This combined approach follows the "design cycle" principles where "theory and experiment alternate" to progressively build understanding of protein function .

How can I determine if my recombinant yaiI protein is properly folded?

Proper folding is essential for functional studies. Several complementary methods should be employed:

  • Circular Dichroism (CD) Spectroscopy: Provides information about secondary structural elements (α-helices, β-sheets).

  • Thermal Shift Assays: Measures protein stability and can indicate proper folding through determination of melting temperature.

  • Limited Proteolysis: Well-folded proteins typically show resistance to proteolytic digestion except at exposed loops.

  • Size Exclusion Chromatography: Can indicate if the protein exists as a monomer or forms aggregates that may suggest improper folding.

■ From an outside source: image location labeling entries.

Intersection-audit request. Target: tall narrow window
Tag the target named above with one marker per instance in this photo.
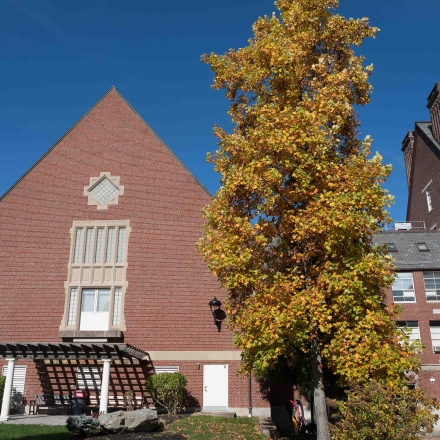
(121, 245)
(96, 280)
(99, 253)
(434, 327)
(72, 306)
(429, 198)
(403, 288)
(89, 246)
(117, 306)
(78, 246)
(95, 309)
(110, 245)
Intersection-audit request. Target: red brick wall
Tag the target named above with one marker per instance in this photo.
(59, 378)
(166, 304)
(422, 311)
(169, 285)
(425, 166)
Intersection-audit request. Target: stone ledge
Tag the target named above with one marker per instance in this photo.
(90, 334)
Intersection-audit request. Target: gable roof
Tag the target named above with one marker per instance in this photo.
(408, 257)
(115, 90)
(426, 131)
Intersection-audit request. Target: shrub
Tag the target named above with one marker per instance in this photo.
(168, 390)
(84, 425)
(375, 411)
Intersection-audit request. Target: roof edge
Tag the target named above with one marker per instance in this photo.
(161, 141)
(111, 89)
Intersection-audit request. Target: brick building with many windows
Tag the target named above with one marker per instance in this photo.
(421, 150)
(417, 289)
(101, 284)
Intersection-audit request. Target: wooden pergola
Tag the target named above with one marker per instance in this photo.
(106, 352)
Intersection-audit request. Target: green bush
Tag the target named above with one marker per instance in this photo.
(2, 387)
(168, 390)
(375, 411)
(84, 425)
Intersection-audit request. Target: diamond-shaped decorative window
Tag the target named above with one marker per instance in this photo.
(104, 190)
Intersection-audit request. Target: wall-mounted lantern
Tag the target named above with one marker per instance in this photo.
(215, 305)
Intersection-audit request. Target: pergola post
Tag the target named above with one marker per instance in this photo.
(105, 382)
(4, 415)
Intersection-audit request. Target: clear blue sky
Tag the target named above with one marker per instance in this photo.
(59, 57)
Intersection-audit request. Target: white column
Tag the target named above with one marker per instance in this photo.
(8, 391)
(105, 382)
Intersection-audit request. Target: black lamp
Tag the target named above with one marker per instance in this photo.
(215, 305)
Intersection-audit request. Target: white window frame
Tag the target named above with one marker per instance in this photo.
(413, 326)
(432, 291)
(398, 286)
(434, 330)
(100, 271)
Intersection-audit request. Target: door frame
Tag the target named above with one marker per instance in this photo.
(226, 385)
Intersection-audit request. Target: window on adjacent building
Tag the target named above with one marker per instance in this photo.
(434, 327)
(432, 285)
(413, 326)
(422, 247)
(403, 288)
(429, 198)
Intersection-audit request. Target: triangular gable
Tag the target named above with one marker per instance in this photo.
(112, 89)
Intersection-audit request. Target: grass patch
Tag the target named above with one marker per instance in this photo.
(217, 428)
(33, 432)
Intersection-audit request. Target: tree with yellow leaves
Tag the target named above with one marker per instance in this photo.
(289, 233)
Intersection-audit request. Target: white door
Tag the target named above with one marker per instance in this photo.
(19, 377)
(215, 387)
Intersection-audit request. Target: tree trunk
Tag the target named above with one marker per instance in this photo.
(319, 393)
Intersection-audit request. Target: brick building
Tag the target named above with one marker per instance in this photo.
(421, 150)
(417, 289)
(101, 283)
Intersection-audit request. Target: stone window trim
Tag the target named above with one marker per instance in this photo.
(92, 275)
(95, 181)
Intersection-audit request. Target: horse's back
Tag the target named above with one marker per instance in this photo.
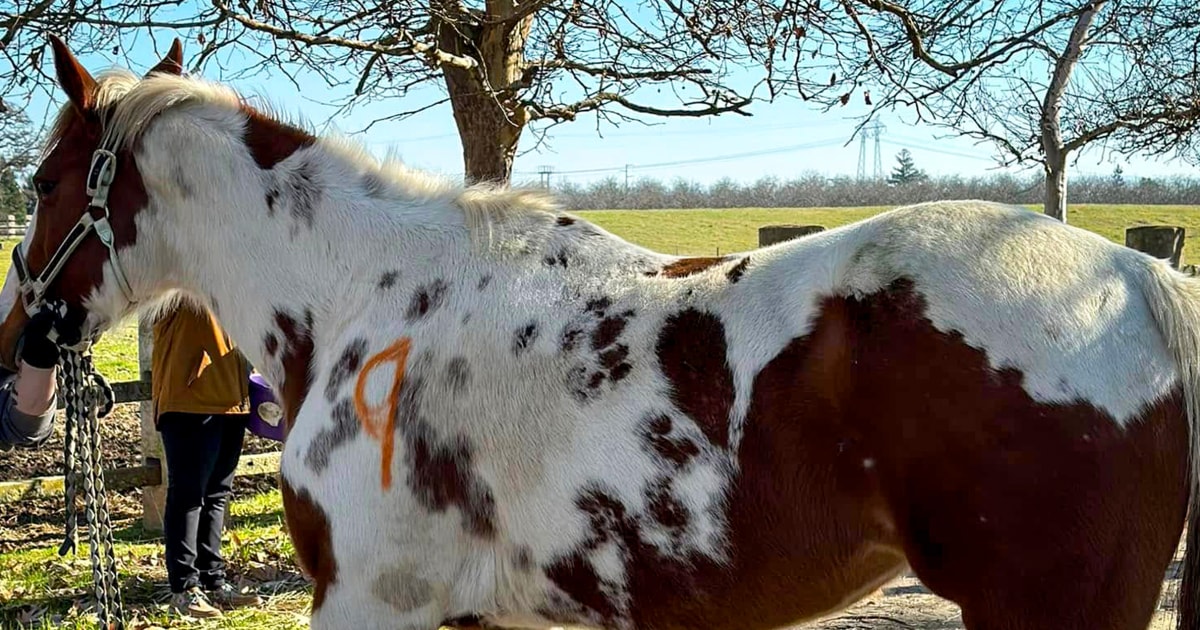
(1023, 413)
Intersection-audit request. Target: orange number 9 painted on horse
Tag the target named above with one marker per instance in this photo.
(379, 421)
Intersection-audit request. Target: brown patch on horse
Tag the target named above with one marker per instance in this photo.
(426, 299)
(443, 475)
(313, 541)
(691, 352)
(876, 439)
(271, 142)
(347, 365)
(676, 450)
(297, 359)
(735, 274)
(67, 167)
(441, 471)
(689, 267)
(346, 427)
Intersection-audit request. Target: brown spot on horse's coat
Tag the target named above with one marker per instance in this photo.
(346, 426)
(599, 305)
(312, 539)
(691, 353)
(388, 280)
(347, 365)
(426, 299)
(657, 435)
(525, 337)
(402, 589)
(297, 360)
(271, 142)
(958, 480)
(457, 373)
(736, 271)
(443, 477)
(689, 267)
(664, 507)
(607, 331)
(609, 525)
(441, 472)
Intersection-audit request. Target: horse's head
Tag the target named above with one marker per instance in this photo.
(89, 195)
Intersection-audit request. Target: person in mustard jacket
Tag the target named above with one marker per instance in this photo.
(201, 408)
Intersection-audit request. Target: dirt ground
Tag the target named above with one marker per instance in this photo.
(906, 604)
(901, 604)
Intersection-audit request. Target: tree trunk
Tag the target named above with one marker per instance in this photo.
(1051, 105)
(1056, 187)
(486, 107)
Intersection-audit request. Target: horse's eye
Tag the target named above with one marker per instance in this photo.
(45, 186)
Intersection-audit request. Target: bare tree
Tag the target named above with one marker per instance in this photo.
(1039, 79)
(502, 65)
(18, 139)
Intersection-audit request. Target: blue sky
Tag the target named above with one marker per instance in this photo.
(783, 139)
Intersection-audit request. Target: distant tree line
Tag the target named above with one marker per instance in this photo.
(813, 190)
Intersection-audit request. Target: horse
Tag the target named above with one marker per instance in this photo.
(501, 414)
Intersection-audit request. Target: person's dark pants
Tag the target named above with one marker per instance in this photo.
(202, 454)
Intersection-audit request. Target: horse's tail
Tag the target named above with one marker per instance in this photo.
(1174, 300)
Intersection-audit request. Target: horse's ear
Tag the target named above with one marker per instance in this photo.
(73, 78)
(172, 64)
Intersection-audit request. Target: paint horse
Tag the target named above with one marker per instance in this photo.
(502, 414)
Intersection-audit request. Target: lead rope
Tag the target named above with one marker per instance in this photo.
(89, 397)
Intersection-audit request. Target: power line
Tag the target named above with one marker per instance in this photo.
(641, 135)
(924, 147)
(777, 150)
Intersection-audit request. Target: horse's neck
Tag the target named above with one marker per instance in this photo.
(271, 282)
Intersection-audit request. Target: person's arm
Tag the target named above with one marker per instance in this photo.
(28, 400)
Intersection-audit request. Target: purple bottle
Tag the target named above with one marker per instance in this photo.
(265, 413)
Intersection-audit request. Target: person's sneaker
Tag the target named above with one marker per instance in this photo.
(192, 603)
(226, 597)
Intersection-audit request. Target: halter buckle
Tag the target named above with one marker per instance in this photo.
(100, 177)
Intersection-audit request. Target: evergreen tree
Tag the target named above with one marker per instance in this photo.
(906, 172)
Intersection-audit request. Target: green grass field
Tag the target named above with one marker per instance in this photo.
(39, 587)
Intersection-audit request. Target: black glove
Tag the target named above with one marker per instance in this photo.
(36, 348)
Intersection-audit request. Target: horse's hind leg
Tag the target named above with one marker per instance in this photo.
(1074, 538)
(352, 604)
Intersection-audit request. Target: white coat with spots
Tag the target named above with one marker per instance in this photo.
(575, 437)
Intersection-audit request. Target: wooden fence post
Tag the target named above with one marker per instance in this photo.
(154, 498)
(1161, 241)
(773, 234)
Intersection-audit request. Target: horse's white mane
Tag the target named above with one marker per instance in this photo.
(131, 103)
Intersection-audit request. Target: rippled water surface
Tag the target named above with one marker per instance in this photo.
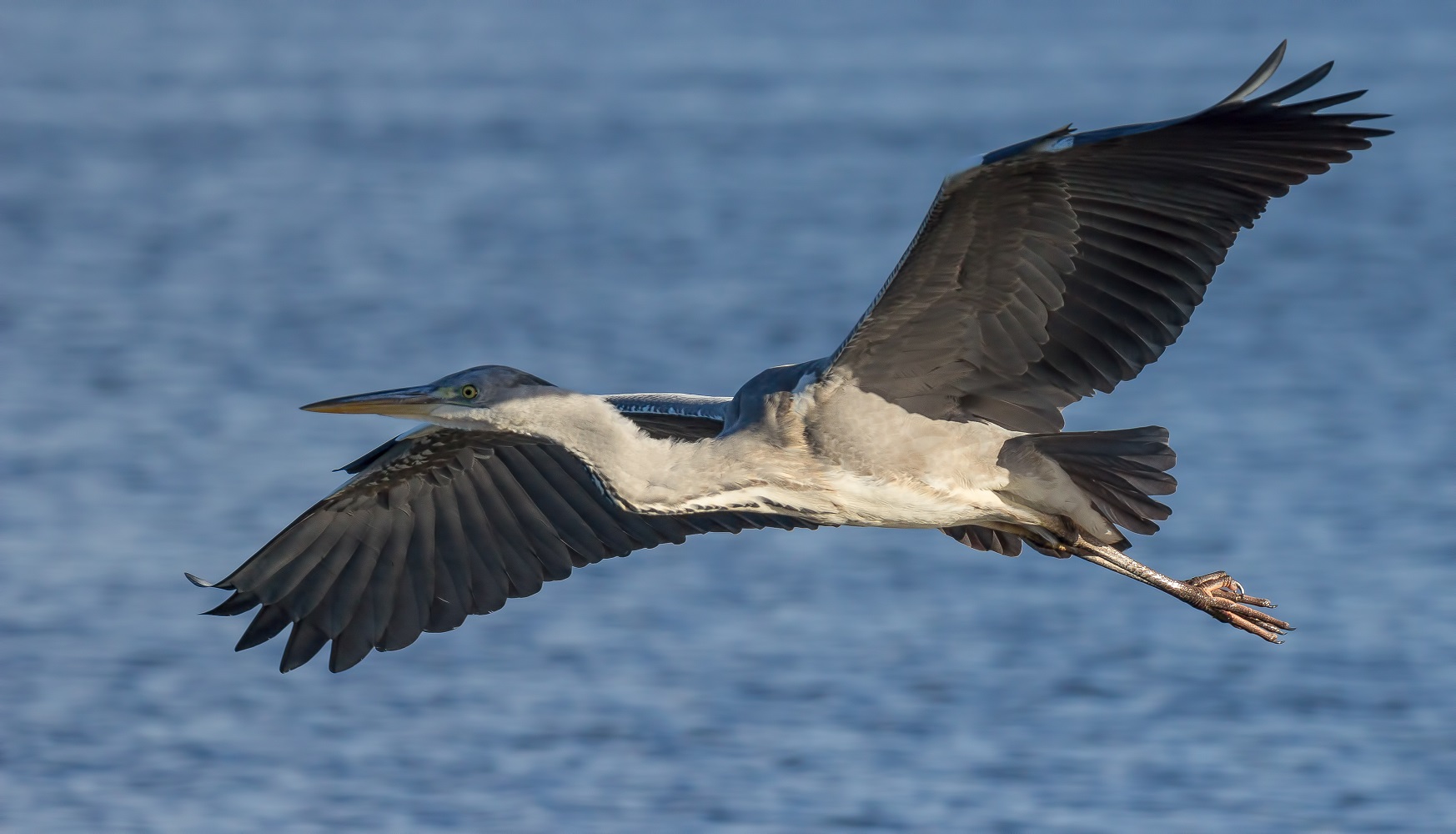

  • Activity Assays: If function is known or predicted, functional assays provide the most relevant indication of proper folding.

How can rational protein design principles be applied to modify yaiI for enhanced functionality?

Rational protein design for yaiI modification should follow the hierarchical approach described in the literature where "increasing levels of complexity are iteratively introduced" . This methodology involves:

  • Computational modeling: Create a molecular model based on the full sequence (MTIWVDADAC PNVIKEILYR AAERMQMPLV LVANQSLRVP PSRFIRTLRV AAGFDVADNE IVRQCEAGDL VITADIPLAA EAIEKGAAAL NPRGERYTPA TIRERLTMRD FMDTLRASGI QTGGPDSLSQ RDRQAFAAEL EKWWLEVQRS RG) .

  • Identify modification targets: Based on structural predictions, identify:

    • Surface residues for solubility enhancement

    • Core residues for stability modification

    • Active site residues (if known) for functional modification

  • Design mutants: Apply the "inverse folding" approach where you "keep [the backbone] fixed, and redecorate with different amino acid sequences that are predicted to be structurally compatible with that fold" .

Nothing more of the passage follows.